New Zealand's TJ Perenara and Kieran Read celebrate scoring a try. REUTERS/Rogan Ward
New Zealand's TJ Perenara and Kieran Read celebrate scoring a try. REUTERS/Rogan Ward

New Zealand for generations have been the first to see the next step in the evolution of the game and two or three seasons later when we've all copped on to what they are doing - they have already revised it and are thinking further ahead to the next step.

Having played against them and watched them for years, the first thing you notice is that they are always the fittest team in world rugby. I have always used the analogy of running 1,500 metres at 100-metre pace.

You can stick with them for maybe 60 but they go up a gear and burn you off. They scored four tries in the last 10 minutes in Durban - not because South Africa had thrown in the towel but because they were out on their feet.

There is no charity in the way New Zealand play. The obvious example would be to make a comparison between Leinster and the All Blacks. When Leinster are points up and feel they have the game won, they stop playing and turn the ball over. When the Kiwis, go ahead and the game is over as a contest, they try to stick another 30 points on their hapless opponents.

Last Saturday with the score at 50-15 and the clock in red there was ample opportunity to kick it dead. Why kick it dead when you can score another try? They also are blowing hard but they test themselves to see if their skills and handling are up to it.

They don't let themselves down and Liam Squire scored in the corner in the 83rd minute. If there had been another 10 minutes they would have scored another four tries. You never get tired of watching rugby as it should be played.

There were some truly astonishing tries scored with the usual potent mix of pace onto the ball, hands up over the tackle and the extra-sensory perception of where to anticipate the offload - it was just mesmerising.

New Zealand's Beauden Barrett and Tawera Kerr-Barlow celebrate a try. REUTERS/Rogan Ward
New Zealand's Beauden Barrett and Tawera Kerr-Barlow celebrate a try. REUTERS/Rogan Ward

The most fascinating try was Beauden Barrett's second try as he got put away by Liam Squire on the halfway. Just when Jerome Kaino hits his mid-thirties the All Blacks 'find' a 25-year-old, 6 foot 5 inch, 18-stone blindside flanker with incredible pace, soft hands and real football intelligence.

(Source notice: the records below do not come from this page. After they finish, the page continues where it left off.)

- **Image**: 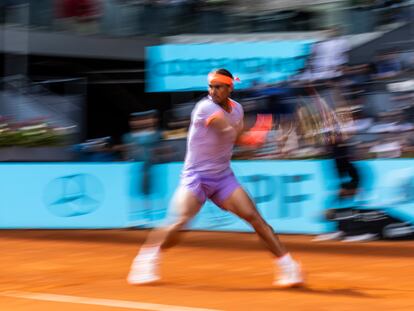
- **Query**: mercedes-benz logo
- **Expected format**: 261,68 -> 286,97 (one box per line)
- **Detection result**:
45,174 -> 104,217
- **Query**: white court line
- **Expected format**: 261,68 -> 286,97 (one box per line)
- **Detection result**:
0,291 -> 221,311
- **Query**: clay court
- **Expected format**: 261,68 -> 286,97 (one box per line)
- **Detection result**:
0,230 -> 414,311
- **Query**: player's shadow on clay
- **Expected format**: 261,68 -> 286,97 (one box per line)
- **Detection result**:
151,282 -> 378,298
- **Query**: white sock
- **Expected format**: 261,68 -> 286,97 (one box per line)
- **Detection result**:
276,253 -> 295,267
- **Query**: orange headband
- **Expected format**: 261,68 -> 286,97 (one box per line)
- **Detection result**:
208,73 -> 233,86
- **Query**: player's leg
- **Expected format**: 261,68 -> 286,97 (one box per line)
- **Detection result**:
220,187 -> 303,287
127,187 -> 202,284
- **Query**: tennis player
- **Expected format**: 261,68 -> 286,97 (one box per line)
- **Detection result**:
127,69 -> 303,287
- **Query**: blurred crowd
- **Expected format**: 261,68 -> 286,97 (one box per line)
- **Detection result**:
77,28 -> 414,162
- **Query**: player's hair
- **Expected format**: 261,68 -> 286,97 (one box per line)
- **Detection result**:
211,68 -> 234,79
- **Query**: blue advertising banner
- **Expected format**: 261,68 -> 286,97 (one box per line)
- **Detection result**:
142,161 -> 333,234
146,40 -> 313,92
0,163 -> 130,229
0,159 -> 414,234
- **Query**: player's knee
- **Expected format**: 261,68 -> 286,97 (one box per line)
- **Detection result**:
242,212 -> 262,226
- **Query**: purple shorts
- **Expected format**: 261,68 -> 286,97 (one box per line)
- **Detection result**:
181,170 -> 240,206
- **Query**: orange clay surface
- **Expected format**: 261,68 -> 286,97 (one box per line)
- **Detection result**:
0,230 -> 414,311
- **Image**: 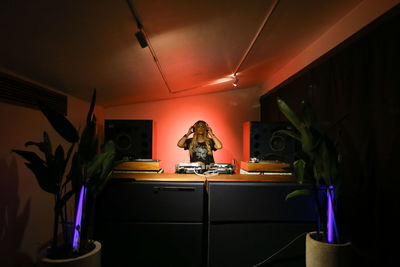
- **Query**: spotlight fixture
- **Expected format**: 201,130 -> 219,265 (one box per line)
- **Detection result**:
233,74 -> 239,87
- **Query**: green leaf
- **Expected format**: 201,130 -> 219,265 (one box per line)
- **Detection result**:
39,103 -> 79,143
12,149 -> 45,165
67,152 -> 83,192
25,162 -> 58,194
88,141 -> 116,194
293,159 -> 306,184
78,116 -> 98,164
285,189 -> 311,200
55,190 -> 75,213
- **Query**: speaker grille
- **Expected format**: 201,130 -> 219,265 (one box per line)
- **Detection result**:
243,122 -> 298,163
104,120 -> 153,159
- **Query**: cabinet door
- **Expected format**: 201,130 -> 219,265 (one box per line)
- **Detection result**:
96,180 -> 204,222
209,223 -> 315,267
96,222 -> 206,267
208,182 -> 316,222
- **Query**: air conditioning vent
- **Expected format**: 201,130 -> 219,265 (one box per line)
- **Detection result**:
0,73 -> 67,115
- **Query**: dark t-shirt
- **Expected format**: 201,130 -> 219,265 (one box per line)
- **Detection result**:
185,138 -> 217,165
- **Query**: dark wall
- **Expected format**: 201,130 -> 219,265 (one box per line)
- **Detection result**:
260,5 -> 400,266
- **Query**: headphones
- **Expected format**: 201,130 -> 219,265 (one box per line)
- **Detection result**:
192,120 -> 208,133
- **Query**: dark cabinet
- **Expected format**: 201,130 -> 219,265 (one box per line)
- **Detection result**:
95,179 -> 316,267
208,182 -> 316,267
95,179 -> 206,266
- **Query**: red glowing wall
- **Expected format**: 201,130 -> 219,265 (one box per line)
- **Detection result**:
104,88 -> 260,173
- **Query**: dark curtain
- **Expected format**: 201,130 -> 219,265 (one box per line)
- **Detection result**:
260,5 -> 400,266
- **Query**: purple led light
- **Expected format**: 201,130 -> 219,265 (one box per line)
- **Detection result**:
72,186 -> 86,251
327,185 -> 334,243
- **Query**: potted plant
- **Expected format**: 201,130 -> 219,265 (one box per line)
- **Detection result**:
13,90 -> 116,266
277,98 -> 351,267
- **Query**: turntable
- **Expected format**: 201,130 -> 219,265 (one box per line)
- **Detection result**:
175,162 -> 207,173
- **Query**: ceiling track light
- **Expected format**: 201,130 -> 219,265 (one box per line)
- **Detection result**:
233,0 -> 279,79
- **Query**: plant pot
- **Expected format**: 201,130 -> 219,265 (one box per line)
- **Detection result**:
38,241 -> 101,267
306,232 -> 352,267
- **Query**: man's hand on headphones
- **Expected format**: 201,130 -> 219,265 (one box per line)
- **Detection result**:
207,125 -> 214,138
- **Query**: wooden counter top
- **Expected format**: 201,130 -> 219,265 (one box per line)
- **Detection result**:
111,173 -> 296,182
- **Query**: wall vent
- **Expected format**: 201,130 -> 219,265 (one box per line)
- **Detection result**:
0,72 -> 67,115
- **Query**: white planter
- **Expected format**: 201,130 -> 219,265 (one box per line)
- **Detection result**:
38,241 -> 101,267
306,232 -> 352,267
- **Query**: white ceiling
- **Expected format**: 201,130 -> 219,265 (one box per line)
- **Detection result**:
0,0 -> 368,107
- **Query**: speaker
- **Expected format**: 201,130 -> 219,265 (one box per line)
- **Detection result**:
243,121 -> 299,164
104,120 -> 153,160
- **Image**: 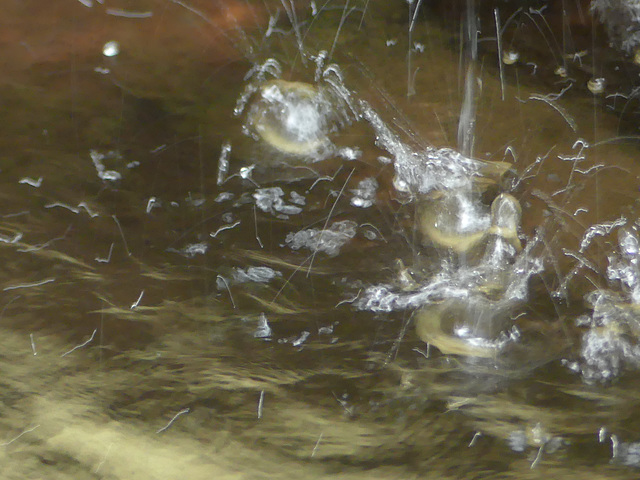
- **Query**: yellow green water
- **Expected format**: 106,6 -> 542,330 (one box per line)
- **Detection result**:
0,0 -> 640,480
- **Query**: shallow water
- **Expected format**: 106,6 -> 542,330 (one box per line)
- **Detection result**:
0,0 -> 640,479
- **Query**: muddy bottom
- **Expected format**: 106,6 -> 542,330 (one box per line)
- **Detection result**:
0,0 -> 640,479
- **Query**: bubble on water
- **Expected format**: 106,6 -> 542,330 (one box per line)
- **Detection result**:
167,242 -> 209,258
291,330 -> 310,347
182,243 -> 209,258
351,178 -> 378,208
89,150 -> 122,182
285,220 -> 358,257
102,40 -> 120,57
502,50 -> 520,65
587,77 -> 607,95
289,190 -> 307,206
213,192 -> 235,203
611,435 -> 640,468
507,430 -> 528,453
253,313 -> 271,339
253,187 -> 302,215
359,100 -> 507,195
231,267 -> 282,283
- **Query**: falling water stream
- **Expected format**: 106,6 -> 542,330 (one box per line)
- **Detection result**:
0,0 -> 640,480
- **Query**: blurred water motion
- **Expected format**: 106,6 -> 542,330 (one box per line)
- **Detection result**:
5,0 -> 640,479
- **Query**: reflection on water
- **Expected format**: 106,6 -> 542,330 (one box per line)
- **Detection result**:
0,0 -> 640,479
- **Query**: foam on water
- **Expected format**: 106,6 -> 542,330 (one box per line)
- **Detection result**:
285,220 -> 358,257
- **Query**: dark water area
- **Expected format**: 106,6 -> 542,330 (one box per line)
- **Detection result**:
0,0 -> 640,480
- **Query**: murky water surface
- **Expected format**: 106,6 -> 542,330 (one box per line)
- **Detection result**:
0,0 -> 640,479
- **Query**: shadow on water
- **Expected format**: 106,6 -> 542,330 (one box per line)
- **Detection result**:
5,0 -> 640,479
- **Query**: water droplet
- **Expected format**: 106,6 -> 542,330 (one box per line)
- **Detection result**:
502,50 -> 520,65
553,65 -> 568,78
587,77 -> 607,95
102,40 -> 120,57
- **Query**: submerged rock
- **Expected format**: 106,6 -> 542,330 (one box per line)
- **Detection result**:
418,191 -> 522,263
246,80 -> 344,159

Squire takes two Boks out with a beautiful offload and Barrett accepts the invitation. The All Black out-half has bewildering pace and he scorches up the left-hand side. Jesse Kriel, the replacement Bok centre, has gas and he chases across on the angle. It wasn't even a contest as Barrett got to the line so far ahead of Kriel it was embarrassing.

As a consolation, Kriel would cut him off to keep the conversion out in the tramlines - the South African couldn't even do that and Barrett dotted down under the sticks. It's great if your out-half has great passing hands but if he has blistering pace too he will cut you to shreds if he likes running the ball.

To see Morne Steyn out of the grave, brought back to kick goals up against him - it just showed a stunning lack of ambition.

New Zealand missed three tackles all game - there is currently an inquiry going on! Unless the entire squad end up in the wheelchair jacks at O'Hare Airport then this team is going to be untouchable.

Where was I? Oh yes, Wrigley Field, the Sears Tower, Lake Michigan, Trump Tower … Enjoy the trip, folks.